SCS can enhance overall quality of life and sleep while reducing reliance on pain medications. It’s often part of a comprehensive pain management approach that includes medications, exercise, physical therapy, and relaxation techniques.

How Does It Work?

Spinal cord stimulators function through electrodes placed in the epidural space between the spinal cord and vertebrae, along with a small battery pack (generator) implanted under the skin. The generator is typically positioned near the buttocks or abdomen. Patients can activate the stimulator using a remote control to deliver electrical impulses when they experience pain.
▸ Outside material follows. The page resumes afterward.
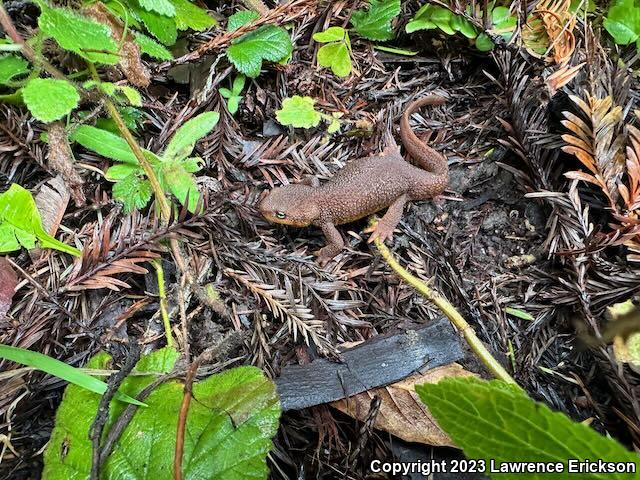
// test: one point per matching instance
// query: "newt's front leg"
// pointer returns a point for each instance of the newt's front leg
(335, 243)
(385, 227)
The remote control and its antenna remain external.

While the exact mechanisms of spinal cord stimulation are not fully understood, it is believed to target multiple muscle groups directly along the spine, potentially modifying pain perception in the brain.

Traditional stimulators create a tingling sensation (paresthesia) that replaces pain perception. Newer devices offer “sub-perception” stimulation, which is imperceptible to the patient. These advancements cater to individuals who find paresthesia uncomfortable.

Placement of spinal cord stimulators requires specialized training in interventional pain management and is often guided by X-ray or ultrasound for precise positioning.

Post Recovery Care

After spinal cord stimulator implantation, most patients can go home the same day once the anesthesia wears off. Expect some discomfort at the incision sites for several days. Avoid stretching, twisting, or reaching that could strain the incisions. Dressings are typically removed after about 3 days, and incisions usually heal within 2-4 weeks.

Your doctor will outline a recovery plan, generally advising lighter activity for about 2 weeks. Once approved, you can resume normal activities, return to work, and drive again (with the stimulator turned off), typically within 1-2 weeks post-surgery. Follow your doctor’s instructions closely for optimal healing and effectiveness of the spinal cord stimulator.